The system is based on the idea of presumed consent - people will be deemed to have consented to donate their organs after death unless they have previously stated otherwise.
The aim is to increase the number of donor organs available to people waiting for a transplant, for instance for a heart, lungs, kidney or liver.
Health minister Mark Drakeford said the decision is an historic one for Wales.
"This is a progressive policy for a progressive nation," he said "this bill has demonstrated the huge strengths of this Assembly and it also reflects the dedication of people in Wales to the gift relationship. It also offers hope to people who have no other."
AMs voted 43 in favour of the Human Transplantation (Wales) Bill - with eight against and two abstentions.
A near five-hour debate reflected the sensitivities AMs have grappled with during the bill's passage into law.
After Royal Assent is granted in late summer, there will be a two-year lead in which will be dominated by awareness campaigns to alert people to a fundamental change.
Conservative AMs were allowed a free vote but many were concerned that the bill does not offer families a strong enough role in decision-making.
Shadow minister for health, Conservative Darren Millar, said a 'soft' opt out system originally proposed and promised by the Welsh Government was not represented in the bill as family involvement was not strong enough.
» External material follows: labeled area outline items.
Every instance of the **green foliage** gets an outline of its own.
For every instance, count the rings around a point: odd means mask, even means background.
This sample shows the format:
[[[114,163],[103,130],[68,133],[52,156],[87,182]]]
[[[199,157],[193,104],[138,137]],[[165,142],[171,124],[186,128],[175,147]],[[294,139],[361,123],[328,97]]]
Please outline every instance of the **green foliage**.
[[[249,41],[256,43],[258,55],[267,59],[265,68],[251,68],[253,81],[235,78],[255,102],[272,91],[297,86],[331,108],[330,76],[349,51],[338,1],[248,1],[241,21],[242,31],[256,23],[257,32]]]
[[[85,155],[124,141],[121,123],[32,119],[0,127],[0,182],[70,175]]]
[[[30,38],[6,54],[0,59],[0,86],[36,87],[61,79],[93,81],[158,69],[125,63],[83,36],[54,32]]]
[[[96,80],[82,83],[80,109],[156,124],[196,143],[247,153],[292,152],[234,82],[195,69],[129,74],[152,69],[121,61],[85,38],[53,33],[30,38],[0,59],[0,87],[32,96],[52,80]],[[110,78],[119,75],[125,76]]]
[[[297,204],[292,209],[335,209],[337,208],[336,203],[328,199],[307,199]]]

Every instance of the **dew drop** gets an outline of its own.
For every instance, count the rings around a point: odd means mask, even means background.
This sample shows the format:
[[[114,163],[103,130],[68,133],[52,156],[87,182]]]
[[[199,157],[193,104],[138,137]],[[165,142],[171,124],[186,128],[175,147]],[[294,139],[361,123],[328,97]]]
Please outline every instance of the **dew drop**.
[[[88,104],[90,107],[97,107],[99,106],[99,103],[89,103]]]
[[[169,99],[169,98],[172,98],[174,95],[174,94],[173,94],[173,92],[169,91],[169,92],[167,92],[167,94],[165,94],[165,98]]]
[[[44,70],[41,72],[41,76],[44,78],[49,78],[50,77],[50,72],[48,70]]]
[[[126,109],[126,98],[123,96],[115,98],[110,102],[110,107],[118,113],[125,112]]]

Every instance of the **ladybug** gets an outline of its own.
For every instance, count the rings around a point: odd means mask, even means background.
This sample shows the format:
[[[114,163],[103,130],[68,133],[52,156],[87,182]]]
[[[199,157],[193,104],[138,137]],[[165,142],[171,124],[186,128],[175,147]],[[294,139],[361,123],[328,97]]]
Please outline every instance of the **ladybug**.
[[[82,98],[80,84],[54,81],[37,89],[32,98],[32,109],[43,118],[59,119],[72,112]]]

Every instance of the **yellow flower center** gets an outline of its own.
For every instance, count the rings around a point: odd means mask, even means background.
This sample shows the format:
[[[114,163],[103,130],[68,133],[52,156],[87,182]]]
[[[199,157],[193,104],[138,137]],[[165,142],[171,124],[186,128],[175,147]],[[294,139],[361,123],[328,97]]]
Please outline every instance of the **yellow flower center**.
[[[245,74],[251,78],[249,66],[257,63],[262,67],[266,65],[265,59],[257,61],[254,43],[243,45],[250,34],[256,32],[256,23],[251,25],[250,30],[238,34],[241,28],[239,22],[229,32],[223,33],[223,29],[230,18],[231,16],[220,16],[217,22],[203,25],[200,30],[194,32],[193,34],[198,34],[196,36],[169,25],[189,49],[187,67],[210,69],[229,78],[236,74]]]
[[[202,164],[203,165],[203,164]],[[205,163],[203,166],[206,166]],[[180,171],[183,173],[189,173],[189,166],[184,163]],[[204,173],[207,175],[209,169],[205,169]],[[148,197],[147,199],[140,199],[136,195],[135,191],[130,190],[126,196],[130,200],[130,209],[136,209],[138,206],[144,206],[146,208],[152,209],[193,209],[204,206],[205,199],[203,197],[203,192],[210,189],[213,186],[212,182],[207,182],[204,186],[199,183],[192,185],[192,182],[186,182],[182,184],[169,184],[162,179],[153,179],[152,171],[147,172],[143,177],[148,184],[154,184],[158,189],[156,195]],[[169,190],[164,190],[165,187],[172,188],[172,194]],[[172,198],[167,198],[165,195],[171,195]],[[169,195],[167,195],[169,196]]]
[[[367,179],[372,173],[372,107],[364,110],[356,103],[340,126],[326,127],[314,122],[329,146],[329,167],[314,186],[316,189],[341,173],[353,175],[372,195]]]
Prof Drakeford said family involvement could only be on the basis of the known the views of the deceased, and not on the views of family members. Annual reports of the progress of the system will be made.
Tory AM Angela Burns also wanted a commitment for a targeted awareness campaign in schools for 15 to 17-year-olds.
This proposal was voted down, though Prof Drakeford made a verbal commitment to working closely with schools and higher education on the issue.